In this work the sorption properties of three isoreticular Zr-based MOFs, viz., UiO-66, UiO-67, and UiO-68 as adsorbents of active organics were examined and especially the pore size effects are discussed using d-limonene, myrcene, α-terpinene, and α-pinene as probe molecules. Results indicated that the terpene uptake and release are highly dependent on both the MOF pore size and the geometric feature of guest molecules themselves. The shape selective property of UiO-66 holds for the tested terpenes, where the adsorption capacity of d-limonene, myrcene, and α-terpinene in equilibrium with the liquid phase (0.43–0.46 g g−1) was approximately 5-times larger than that of α-pinene with 0.56 nm kinetic diameter (0.09 g g−1). The narrow triangular apertures of UiO-66 act as the permeation-limiting barrier for guest molecules with the dimension close to the pore size.
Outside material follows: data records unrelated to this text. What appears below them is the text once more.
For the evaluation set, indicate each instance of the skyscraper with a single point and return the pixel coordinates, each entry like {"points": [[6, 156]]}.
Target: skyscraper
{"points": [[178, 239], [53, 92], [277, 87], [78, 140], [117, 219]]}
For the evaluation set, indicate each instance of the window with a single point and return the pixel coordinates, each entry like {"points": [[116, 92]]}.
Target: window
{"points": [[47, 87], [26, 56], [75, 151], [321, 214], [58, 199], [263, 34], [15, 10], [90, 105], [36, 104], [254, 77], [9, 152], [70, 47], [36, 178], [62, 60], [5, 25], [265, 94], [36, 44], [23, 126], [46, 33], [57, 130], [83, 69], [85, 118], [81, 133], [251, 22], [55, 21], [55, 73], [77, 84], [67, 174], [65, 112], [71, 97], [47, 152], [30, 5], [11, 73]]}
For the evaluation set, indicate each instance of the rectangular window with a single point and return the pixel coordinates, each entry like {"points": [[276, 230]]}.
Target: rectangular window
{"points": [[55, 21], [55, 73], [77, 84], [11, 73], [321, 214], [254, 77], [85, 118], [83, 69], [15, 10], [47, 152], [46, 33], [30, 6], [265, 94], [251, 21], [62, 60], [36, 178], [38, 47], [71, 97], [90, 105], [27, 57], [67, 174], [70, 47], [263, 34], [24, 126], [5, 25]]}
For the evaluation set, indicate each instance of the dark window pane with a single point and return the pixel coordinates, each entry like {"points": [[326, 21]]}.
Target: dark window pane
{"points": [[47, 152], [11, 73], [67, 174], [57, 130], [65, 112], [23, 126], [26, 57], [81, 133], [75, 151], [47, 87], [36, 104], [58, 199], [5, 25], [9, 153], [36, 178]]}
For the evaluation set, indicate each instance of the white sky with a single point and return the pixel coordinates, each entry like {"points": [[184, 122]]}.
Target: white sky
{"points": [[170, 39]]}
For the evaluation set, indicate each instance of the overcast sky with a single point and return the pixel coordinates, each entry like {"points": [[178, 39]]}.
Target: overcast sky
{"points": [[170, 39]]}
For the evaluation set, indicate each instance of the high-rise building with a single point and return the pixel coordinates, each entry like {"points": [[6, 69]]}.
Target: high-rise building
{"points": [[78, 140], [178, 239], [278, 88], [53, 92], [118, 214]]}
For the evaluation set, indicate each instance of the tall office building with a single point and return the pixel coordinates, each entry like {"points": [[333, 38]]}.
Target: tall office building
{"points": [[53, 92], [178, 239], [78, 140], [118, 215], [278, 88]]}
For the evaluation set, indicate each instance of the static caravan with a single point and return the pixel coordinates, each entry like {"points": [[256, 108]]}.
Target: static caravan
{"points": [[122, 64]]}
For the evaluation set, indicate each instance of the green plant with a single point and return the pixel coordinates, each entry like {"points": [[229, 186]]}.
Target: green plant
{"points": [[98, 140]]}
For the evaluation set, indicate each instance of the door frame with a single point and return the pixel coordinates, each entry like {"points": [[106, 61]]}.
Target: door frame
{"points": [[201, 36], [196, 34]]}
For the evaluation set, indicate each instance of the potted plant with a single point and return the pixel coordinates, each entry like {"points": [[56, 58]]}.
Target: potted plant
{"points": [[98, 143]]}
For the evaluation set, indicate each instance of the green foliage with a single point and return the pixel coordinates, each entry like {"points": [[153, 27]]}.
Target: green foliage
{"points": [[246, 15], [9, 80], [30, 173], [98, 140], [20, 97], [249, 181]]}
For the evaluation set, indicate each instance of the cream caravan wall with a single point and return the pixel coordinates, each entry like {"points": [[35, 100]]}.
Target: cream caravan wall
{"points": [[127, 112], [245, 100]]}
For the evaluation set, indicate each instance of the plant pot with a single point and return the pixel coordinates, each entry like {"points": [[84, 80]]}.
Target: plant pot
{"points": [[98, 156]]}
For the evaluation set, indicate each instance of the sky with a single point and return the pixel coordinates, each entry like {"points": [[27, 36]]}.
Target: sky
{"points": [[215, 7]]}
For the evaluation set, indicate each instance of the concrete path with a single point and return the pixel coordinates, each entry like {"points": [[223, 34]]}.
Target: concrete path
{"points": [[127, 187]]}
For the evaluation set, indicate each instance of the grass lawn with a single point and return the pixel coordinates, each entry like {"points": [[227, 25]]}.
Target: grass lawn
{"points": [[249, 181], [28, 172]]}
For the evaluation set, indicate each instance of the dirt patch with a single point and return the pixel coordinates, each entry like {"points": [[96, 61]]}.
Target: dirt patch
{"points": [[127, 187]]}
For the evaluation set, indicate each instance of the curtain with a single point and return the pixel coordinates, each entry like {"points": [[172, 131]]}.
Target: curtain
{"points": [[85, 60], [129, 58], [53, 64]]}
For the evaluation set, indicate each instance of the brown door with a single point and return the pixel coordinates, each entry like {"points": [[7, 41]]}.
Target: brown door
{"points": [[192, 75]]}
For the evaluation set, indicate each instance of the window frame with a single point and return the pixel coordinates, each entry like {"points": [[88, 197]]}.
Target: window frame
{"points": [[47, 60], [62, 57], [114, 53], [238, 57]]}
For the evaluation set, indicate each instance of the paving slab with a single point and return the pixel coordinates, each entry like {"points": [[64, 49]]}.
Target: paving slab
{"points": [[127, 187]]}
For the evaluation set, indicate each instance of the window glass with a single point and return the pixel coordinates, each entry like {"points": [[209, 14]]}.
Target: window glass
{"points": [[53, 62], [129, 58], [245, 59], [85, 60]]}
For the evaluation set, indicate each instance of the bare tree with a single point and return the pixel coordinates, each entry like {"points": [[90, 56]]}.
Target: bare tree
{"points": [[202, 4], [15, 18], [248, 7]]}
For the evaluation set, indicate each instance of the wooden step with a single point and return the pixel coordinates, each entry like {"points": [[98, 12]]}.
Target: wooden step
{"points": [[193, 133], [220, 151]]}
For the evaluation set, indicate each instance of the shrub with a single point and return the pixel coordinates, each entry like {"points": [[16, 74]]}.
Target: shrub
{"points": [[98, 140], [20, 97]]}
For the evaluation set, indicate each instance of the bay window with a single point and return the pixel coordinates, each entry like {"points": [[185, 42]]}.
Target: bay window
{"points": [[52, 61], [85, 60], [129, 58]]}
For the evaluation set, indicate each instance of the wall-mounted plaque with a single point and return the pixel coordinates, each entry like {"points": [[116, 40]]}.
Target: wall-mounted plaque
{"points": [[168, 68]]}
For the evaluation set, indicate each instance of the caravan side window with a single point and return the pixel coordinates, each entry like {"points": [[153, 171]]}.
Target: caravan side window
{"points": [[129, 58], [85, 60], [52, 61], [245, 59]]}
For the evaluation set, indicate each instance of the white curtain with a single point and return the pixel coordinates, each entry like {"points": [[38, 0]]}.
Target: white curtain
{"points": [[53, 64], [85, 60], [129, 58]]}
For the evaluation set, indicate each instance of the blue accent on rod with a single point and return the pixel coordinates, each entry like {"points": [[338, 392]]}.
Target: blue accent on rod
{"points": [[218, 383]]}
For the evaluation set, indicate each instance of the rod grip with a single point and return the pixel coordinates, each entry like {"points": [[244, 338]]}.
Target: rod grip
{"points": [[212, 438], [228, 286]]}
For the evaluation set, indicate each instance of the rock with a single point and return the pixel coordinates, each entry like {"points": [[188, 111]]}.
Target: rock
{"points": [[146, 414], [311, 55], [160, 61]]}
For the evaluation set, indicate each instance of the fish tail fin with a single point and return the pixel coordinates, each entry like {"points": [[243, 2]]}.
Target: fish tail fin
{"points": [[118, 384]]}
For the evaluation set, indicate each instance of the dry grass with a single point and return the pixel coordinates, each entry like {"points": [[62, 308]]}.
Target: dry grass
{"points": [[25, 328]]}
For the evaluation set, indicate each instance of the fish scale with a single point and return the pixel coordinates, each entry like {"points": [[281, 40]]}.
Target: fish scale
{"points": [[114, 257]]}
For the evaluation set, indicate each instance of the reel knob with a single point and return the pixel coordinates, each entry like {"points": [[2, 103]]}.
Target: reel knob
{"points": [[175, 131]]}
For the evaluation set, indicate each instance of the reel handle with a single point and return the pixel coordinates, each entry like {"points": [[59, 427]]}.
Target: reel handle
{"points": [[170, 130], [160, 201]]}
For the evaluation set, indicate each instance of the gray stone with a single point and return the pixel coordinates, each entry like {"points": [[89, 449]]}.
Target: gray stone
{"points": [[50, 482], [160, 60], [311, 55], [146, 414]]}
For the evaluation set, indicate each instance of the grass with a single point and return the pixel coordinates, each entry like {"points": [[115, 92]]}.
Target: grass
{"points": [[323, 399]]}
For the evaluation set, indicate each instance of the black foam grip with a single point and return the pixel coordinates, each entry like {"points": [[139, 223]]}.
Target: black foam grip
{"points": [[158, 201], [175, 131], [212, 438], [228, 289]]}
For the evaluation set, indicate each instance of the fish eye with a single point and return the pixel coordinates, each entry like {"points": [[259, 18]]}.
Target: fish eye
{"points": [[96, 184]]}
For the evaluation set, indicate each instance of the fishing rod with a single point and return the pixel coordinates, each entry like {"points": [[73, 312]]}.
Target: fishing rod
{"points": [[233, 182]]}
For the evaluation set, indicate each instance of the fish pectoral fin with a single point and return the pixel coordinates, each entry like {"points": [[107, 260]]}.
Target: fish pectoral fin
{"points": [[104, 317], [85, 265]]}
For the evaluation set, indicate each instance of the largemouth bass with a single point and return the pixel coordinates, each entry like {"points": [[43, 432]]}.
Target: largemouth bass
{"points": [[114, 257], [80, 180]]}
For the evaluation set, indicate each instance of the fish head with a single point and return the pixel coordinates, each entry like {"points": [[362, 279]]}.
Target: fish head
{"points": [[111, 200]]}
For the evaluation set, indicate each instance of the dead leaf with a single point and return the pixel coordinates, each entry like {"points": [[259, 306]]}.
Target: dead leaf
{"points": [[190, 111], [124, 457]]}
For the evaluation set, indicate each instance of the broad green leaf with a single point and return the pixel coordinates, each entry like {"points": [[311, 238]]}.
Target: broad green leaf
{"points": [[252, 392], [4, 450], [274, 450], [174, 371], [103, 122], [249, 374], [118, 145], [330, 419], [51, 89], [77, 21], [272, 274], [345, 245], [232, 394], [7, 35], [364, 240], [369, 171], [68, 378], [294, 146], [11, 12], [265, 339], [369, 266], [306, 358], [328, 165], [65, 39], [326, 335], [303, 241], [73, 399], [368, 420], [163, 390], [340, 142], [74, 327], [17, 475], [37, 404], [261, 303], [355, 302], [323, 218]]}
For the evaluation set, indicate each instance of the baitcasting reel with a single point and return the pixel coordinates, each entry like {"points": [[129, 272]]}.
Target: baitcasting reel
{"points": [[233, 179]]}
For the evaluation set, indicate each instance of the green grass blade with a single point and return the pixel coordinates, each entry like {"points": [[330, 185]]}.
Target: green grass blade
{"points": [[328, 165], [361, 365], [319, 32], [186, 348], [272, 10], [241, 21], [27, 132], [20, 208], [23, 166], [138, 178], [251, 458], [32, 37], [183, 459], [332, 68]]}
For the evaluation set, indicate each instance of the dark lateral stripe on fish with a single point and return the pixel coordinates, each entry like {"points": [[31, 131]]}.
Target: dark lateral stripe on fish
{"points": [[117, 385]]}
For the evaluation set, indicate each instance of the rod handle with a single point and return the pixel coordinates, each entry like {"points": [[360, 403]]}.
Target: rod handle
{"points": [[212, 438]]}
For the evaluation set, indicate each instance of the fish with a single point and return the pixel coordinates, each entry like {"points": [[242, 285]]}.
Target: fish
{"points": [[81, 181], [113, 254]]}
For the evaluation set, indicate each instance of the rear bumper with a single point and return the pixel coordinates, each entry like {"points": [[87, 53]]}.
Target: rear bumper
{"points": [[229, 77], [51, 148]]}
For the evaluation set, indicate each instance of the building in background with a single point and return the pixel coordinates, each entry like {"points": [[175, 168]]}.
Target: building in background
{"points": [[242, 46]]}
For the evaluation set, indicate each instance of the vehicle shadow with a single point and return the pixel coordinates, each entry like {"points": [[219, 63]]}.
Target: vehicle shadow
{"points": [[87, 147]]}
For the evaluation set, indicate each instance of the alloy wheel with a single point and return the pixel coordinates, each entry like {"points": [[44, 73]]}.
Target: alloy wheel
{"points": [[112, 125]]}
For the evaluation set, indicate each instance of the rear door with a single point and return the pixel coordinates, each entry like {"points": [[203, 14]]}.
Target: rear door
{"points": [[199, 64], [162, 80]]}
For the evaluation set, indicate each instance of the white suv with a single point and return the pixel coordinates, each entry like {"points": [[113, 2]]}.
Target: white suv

Except for α-pinene, the loading fraction for other terpenes decreased with an increase in the MOF pore diameter. For example, the uptake of UiO-66, UiO-67, and UiO-68 for myrcene reached up to 90 %, 81 %, and 76 % of their theoretical maximum loading, respectively. Differential scanning calorimetry revealed that the melting point of both d-limonene and α-terpinene confined in the 0.71 nm pores of UiO-67 shifts to a higher temperature relative to that in the bulk phase. In contrast, no obvious phase transition was observed for the terpene composites with either UiO-66 or UiO-68 (0.94 nm pore size) under identical conditions. Consistent with the thermal analysis results, the monoterpenes entrapped in the UiO-67 showed a much lower release rate than their counterparts in the other two frameworks.